Now let's run a benchmarking using the vLLM benchmarking script:

git clone https://github.com/vllm-project/vllm.git
cd vllm/benchmarks
wget https://huggingface.co/datasets/anon8231489123/ShareGPT_Vicuna_unfiltered/resolve/main/ShareGPT_V3_unfiltered_cleaned_split.json
python3 benchmark_serving.py --backend openai \
    --base-url http://localhost:8000/openai \
    --dataset-name=sharegpt --dataset-path=ShareGPT_V3_unfiltered_cleaned_split.json \
    --model llama-3.1-405b-instruct-fp8-a100 \
    --seed 12345 --tokenizer neuralmagic/Meta-Llama-3.1-405B-Instruct-FP8

This was the output of the benchmarking script on 8 x A100 80GB GPUs:

============ Serving Benchmark Result ============
Successful requests:                     1000
Benchmark duration (s):                  410.49
Total input tokens:                      232428
Total generated tokens:                  173391
Request throughput (req/s):              2.44
Output token throughput (tok/s):         422.40
Total Token throughput (tok/s):          988.63
---------------Time to First Token----------------
Mean TTFT (ms):                          136607.47
Median TTFT (ms):                        125998.27
P99 TTFT (ms):                           335309.25
-----Time per Output Token (excl. 1st token)------
Mean TPOT (ms):                          302.24
Median TPOT (ms):                        267.34
P99 TPOT (ms):                           1427.52
---------------Inter-token Latency----------------
Mean ITL (ms):                           249.94
Median ITL (ms):                         128.63
P99 ITL (ms):                            1240.35
==================================================

Take a look at the KubeAI project on GitHub. It makes it easy to deploy all kinds of ML models on K8s with an OpenAI compatible endpoint.

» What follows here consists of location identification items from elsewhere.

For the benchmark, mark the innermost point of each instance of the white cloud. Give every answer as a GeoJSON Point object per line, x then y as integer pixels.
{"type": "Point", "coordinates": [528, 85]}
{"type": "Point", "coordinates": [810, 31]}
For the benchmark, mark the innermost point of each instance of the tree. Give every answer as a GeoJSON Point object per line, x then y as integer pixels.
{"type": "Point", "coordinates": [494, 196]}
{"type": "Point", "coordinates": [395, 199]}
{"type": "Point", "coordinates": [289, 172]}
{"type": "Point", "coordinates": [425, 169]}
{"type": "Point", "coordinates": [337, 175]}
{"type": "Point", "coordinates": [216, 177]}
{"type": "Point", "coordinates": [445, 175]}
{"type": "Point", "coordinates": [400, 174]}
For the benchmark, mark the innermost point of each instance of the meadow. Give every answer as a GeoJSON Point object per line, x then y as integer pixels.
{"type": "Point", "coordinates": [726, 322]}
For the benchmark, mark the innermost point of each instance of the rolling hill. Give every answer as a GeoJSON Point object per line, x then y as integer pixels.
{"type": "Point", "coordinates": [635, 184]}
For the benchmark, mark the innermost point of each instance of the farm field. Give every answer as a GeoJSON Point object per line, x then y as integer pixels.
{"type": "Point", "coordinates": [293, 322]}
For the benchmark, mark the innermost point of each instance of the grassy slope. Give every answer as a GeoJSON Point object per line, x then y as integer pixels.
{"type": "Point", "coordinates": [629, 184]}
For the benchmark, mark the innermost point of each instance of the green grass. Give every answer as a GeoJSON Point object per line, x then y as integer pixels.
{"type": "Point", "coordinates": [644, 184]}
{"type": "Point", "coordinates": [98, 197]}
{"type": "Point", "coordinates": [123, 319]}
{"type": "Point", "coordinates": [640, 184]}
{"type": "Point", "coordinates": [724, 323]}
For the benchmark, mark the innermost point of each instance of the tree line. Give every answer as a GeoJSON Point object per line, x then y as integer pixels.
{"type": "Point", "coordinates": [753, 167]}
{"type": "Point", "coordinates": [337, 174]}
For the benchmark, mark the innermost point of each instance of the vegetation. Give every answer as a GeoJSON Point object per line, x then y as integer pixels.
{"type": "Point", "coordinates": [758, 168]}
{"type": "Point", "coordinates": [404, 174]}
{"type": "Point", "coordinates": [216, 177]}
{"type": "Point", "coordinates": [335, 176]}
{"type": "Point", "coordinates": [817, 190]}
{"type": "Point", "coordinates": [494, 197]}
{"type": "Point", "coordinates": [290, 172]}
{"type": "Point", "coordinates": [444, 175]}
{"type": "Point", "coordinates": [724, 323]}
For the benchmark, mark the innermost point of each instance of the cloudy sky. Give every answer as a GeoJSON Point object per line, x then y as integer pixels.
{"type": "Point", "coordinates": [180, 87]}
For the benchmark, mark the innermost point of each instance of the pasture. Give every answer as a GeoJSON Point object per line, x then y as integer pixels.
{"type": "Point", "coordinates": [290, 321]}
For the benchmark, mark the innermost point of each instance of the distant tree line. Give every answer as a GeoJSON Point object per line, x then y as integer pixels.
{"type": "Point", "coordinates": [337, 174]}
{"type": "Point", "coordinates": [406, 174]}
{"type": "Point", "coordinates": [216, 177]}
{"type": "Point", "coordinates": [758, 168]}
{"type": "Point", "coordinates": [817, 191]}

KubeAI also publish working and optimized model configurations for specific GPU types and sizes. So you don't have to spend hours troubleshooting GPU OOM errors.

Clean up

Once you're done, you can delete the model:

kubectl delete model llama-3.1-405b-instruct-fp8-a100

That will automatically scale down the pods to 0 and also remove the node.

If you want to delete everything, then you can delete the GKE Autopilot cluster:

gcloud container clusters delete cluster-1

Troubleshooting

Note if you see this error:

AssertionError: Error in model execution: Chunked prefill is not supported with flashinfer yet.

That means you should disable chunked prefill. I encountered this issue because vLLM by default enables chunked prefill when model-len is greater than 32k.

You can disable chunked prefill by adding --enable-chunked-prefill=false to the args.